In response to the address of the Leader of the Opposition, the Chairman requested officers to submit a progress report on Bicester Community Hospital to their September or October meeting.
Councillor George Parish addressed the meeting at the discretion of the Chairman as a leading campaigner for the Horton General Hospital.
Resolved
(1) That the good progress in implementing sustainable service delivery models at the Horton General Hospital be noted.
(2) That the Oxford Radcliffe Hospitals Trust be urged to implement as soon as possible the revised model for maternity and gynaecology.
(3) That the establishment of a Community Partnership Network with membership drawn from local health and social care service commissionaires and providers plus relevant stakeholders be supported.
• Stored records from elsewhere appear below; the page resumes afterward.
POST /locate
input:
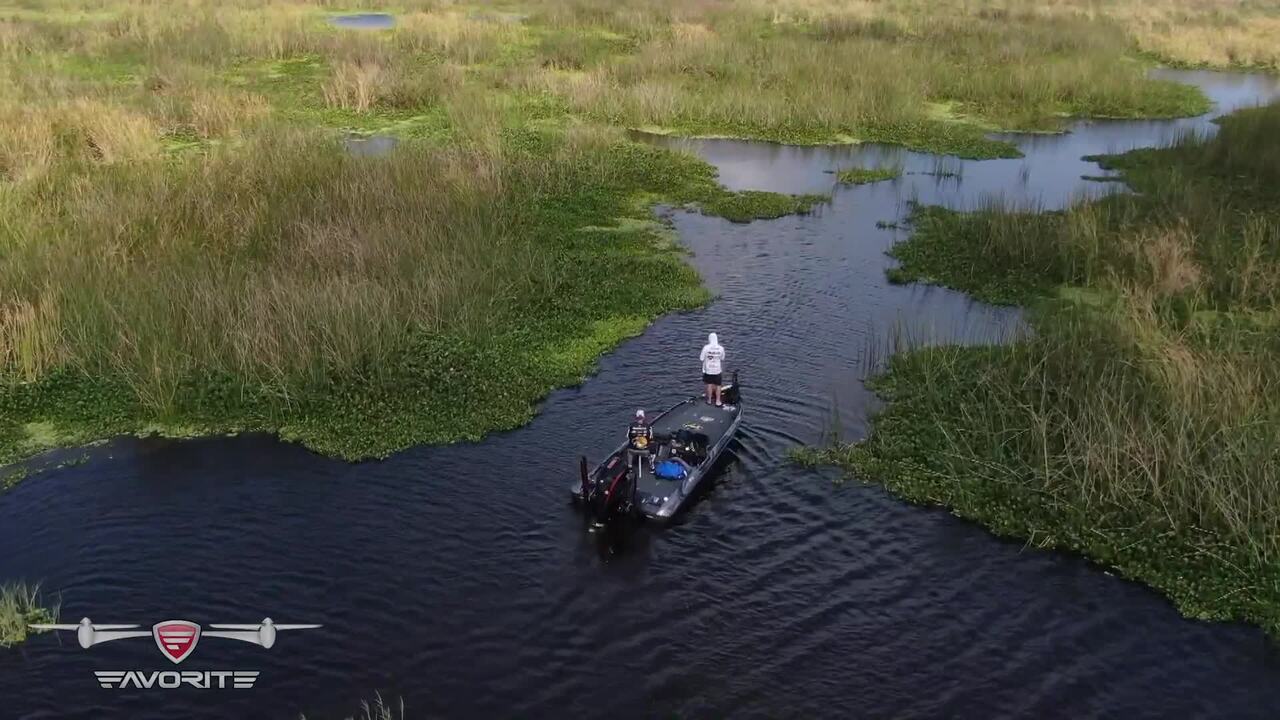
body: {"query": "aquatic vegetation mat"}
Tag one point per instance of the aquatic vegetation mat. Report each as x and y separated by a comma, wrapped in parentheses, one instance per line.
(1141, 422)
(186, 247)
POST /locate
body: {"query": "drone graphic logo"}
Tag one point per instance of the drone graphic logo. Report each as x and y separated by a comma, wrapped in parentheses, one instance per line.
(177, 639)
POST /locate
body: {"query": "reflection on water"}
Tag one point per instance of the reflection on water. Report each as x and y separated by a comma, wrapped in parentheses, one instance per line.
(458, 579)
(1048, 176)
(369, 146)
(365, 21)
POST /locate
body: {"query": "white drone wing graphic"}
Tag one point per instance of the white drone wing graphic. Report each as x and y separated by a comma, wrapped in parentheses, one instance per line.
(260, 634)
(90, 634)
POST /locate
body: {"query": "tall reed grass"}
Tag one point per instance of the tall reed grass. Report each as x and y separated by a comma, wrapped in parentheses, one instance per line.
(21, 606)
(1141, 420)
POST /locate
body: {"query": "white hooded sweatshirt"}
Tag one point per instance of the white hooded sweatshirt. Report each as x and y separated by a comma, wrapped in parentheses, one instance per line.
(713, 355)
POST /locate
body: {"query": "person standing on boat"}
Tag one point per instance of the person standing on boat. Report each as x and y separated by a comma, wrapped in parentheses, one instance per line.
(639, 442)
(713, 359)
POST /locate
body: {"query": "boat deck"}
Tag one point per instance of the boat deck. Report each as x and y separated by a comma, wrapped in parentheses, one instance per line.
(696, 417)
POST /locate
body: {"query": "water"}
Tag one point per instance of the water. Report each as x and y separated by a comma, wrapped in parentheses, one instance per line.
(365, 21)
(458, 579)
(370, 145)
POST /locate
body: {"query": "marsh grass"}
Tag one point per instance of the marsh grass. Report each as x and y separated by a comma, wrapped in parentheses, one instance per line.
(1139, 423)
(184, 245)
(864, 176)
(21, 605)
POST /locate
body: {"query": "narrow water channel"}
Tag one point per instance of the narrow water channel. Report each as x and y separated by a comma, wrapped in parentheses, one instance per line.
(458, 579)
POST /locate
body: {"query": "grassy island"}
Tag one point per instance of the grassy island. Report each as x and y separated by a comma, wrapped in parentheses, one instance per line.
(187, 245)
(1141, 422)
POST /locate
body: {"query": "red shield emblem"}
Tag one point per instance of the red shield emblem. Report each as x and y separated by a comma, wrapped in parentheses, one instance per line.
(176, 638)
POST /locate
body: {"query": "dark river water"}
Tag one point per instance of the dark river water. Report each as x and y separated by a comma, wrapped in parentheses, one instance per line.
(458, 579)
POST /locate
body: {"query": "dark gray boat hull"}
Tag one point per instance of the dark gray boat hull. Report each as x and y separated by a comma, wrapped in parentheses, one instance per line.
(661, 499)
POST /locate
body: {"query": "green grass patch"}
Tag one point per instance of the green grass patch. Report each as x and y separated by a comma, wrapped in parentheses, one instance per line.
(1139, 423)
(865, 176)
(21, 606)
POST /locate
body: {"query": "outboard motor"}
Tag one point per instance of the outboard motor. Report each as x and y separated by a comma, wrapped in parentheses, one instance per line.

(4) That officers be requested to submit a progress report on the Bicester Community Hospital to the September or October meeting of Executive.
Reasons
A key issue associated with the Horton General Hospital (HGH) is the ongoing sustainability of the agreed service levels when the commissioning body and arrangements will be changing. There is a perceived threat that the health sector reforms will provide greater competition from the private sector which could impact on the HGH. By having a stakeholder group which brings together the key commissioners and providers i.e. GPs, ORH & OCC, there will be a local focus and dialogue on how this works in practice and to attempt to influence the future commissioning of services from the HRH.
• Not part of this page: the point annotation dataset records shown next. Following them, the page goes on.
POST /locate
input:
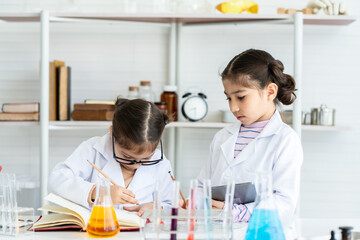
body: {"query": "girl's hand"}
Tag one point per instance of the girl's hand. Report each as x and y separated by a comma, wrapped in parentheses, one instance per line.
(121, 195)
(140, 208)
(183, 205)
(217, 204)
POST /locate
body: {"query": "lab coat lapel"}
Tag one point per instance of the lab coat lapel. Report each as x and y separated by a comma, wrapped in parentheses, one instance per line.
(144, 176)
(245, 154)
(228, 146)
(113, 170)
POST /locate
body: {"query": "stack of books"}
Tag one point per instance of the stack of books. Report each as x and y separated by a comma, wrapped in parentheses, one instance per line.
(20, 112)
(93, 111)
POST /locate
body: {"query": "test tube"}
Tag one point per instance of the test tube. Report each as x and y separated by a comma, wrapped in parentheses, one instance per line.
(207, 208)
(174, 208)
(192, 207)
(227, 211)
(157, 208)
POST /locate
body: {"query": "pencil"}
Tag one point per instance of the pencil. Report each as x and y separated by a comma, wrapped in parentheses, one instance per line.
(102, 173)
(182, 195)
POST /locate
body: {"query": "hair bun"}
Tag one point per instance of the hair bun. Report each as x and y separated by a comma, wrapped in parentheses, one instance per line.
(276, 65)
(120, 101)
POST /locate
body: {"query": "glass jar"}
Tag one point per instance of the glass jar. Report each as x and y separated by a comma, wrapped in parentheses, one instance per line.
(169, 95)
(133, 92)
(145, 91)
(162, 106)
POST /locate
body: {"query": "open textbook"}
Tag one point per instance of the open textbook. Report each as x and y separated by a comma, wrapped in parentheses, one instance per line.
(69, 215)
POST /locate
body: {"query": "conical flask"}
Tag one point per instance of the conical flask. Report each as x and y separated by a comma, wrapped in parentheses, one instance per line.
(264, 222)
(103, 221)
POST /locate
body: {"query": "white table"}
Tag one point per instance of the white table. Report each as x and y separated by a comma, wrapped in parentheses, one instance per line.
(308, 229)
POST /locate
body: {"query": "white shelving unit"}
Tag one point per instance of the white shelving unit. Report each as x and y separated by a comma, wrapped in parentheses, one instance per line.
(175, 22)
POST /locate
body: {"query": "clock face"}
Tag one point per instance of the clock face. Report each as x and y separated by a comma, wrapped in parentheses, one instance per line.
(195, 108)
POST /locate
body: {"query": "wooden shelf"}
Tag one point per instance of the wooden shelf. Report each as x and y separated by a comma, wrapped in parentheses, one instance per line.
(182, 18)
(72, 125)
(19, 123)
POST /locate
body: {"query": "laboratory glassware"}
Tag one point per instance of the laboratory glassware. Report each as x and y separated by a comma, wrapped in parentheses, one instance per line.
(103, 221)
(264, 222)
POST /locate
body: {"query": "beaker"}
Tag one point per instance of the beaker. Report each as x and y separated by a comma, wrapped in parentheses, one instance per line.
(103, 221)
(264, 222)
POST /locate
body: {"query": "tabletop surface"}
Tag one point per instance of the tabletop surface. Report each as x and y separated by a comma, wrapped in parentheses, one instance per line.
(308, 229)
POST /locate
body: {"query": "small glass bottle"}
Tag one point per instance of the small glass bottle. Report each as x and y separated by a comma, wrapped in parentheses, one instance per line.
(133, 92)
(169, 95)
(103, 221)
(264, 222)
(145, 91)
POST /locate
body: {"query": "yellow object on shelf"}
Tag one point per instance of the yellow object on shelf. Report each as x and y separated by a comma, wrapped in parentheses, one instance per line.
(238, 6)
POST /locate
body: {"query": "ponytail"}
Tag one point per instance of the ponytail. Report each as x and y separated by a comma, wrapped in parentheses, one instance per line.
(258, 68)
(286, 83)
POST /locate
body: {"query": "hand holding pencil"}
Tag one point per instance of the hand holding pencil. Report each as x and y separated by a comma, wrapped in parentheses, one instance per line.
(119, 194)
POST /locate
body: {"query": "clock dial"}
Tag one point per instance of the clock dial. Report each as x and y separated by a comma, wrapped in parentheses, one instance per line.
(195, 108)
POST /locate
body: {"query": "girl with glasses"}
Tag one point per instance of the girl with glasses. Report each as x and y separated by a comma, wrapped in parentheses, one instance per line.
(131, 154)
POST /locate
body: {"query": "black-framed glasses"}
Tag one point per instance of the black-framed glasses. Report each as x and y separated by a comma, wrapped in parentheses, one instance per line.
(132, 162)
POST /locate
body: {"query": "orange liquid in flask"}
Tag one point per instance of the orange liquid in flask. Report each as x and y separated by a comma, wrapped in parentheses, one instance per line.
(103, 222)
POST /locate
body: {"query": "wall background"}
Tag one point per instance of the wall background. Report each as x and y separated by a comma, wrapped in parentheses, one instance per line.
(105, 59)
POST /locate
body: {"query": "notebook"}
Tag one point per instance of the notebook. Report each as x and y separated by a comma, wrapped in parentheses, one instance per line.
(69, 215)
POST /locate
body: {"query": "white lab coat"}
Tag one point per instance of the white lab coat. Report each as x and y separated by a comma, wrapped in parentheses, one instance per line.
(74, 178)
(277, 148)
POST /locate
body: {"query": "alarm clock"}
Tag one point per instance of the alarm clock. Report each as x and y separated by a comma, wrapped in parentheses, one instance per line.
(194, 107)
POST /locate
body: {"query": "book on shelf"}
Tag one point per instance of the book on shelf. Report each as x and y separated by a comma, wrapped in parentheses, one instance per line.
(19, 116)
(53, 88)
(92, 115)
(63, 98)
(69, 215)
(90, 106)
(21, 107)
(95, 101)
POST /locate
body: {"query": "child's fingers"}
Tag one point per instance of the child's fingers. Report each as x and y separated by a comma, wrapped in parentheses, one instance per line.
(128, 199)
(140, 212)
(132, 208)
(128, 192)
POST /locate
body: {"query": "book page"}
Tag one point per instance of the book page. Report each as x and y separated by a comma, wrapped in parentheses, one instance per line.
(52, 220)
(62, 210)
(82, 211)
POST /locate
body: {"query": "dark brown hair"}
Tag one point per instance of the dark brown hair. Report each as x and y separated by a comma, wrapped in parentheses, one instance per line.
(258, 68)
(138, 124)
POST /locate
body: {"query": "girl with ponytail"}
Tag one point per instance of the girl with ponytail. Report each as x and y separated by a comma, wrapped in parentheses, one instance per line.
(254, 83)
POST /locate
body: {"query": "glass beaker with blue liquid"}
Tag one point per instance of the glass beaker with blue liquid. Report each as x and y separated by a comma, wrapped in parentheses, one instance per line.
(264, 222)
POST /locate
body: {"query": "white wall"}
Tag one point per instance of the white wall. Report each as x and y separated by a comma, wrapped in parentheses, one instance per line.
(105, 59)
A further issue relates to the extent of public involvement in the services and the new Community Partnership Network. Each commissioner and service provider is expected to have their own arrangements for this and it will be important not to duplicate and have clarity of responsibility. Past experience does indicate that there is not wide public understanding of the structure and responsibilities of the current health service. In such circumstances and with so much significant change about to happen, it is important at the very least that the new Network does attempt to improve this position.
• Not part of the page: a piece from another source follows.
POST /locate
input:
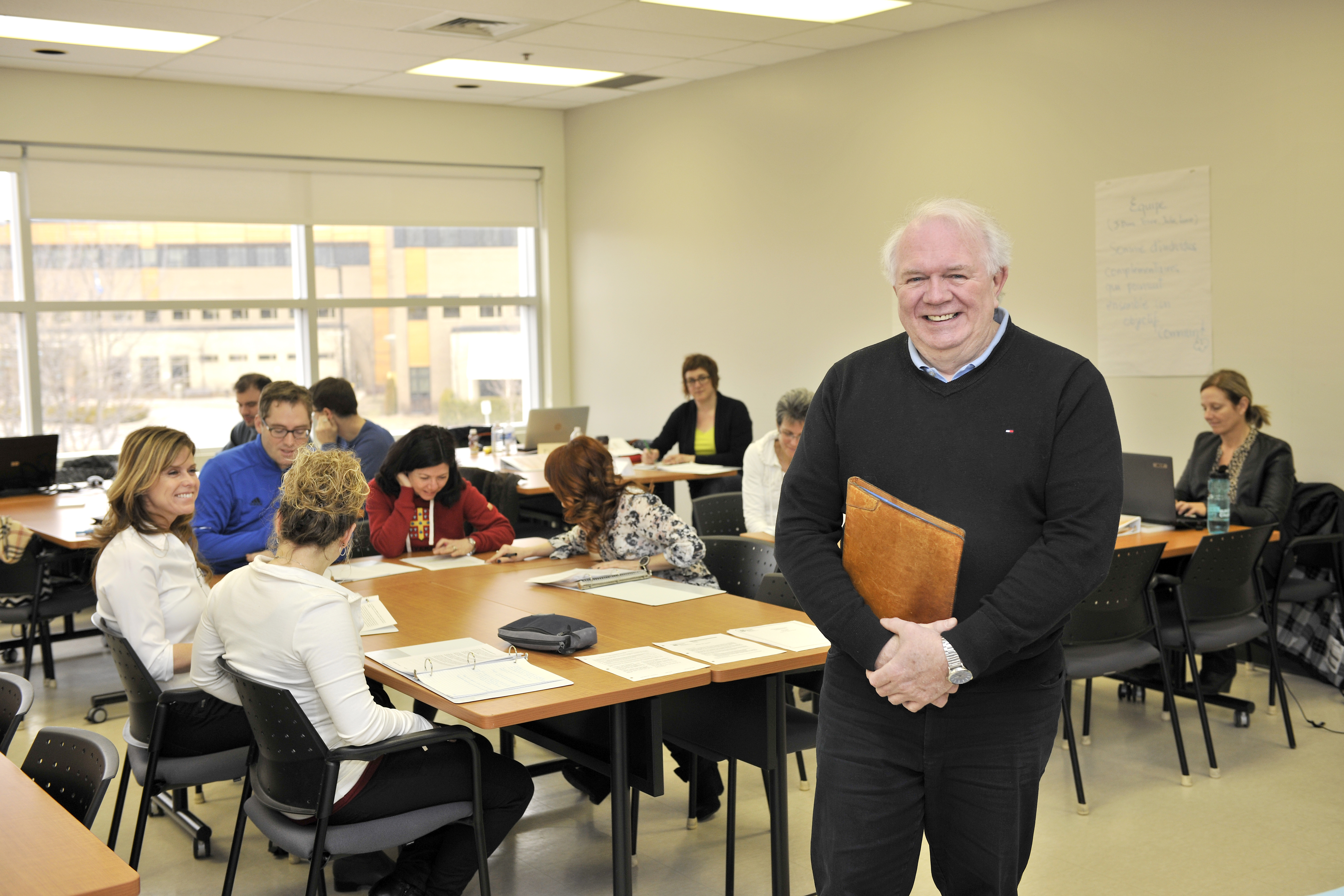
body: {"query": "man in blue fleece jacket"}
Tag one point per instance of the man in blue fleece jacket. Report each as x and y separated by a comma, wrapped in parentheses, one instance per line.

The principle behind the Community Partnership Network is to have meetings in public with managed, but considerable public participation during the meeting. This worked well for the previous Forum and it is intended to continue for this new body, thereby allowing wider public participation for the sector issues as a whole.
Options
Option One |
To support the Community Partnership
Network. |
Option Two |
To withdraw from
involvement in public engagement, communication and changes in the
health and social care sector. |
Option Three |
To attempt to engage partially with the health and social care sector through individual organisations rather than a collective stakeholder group.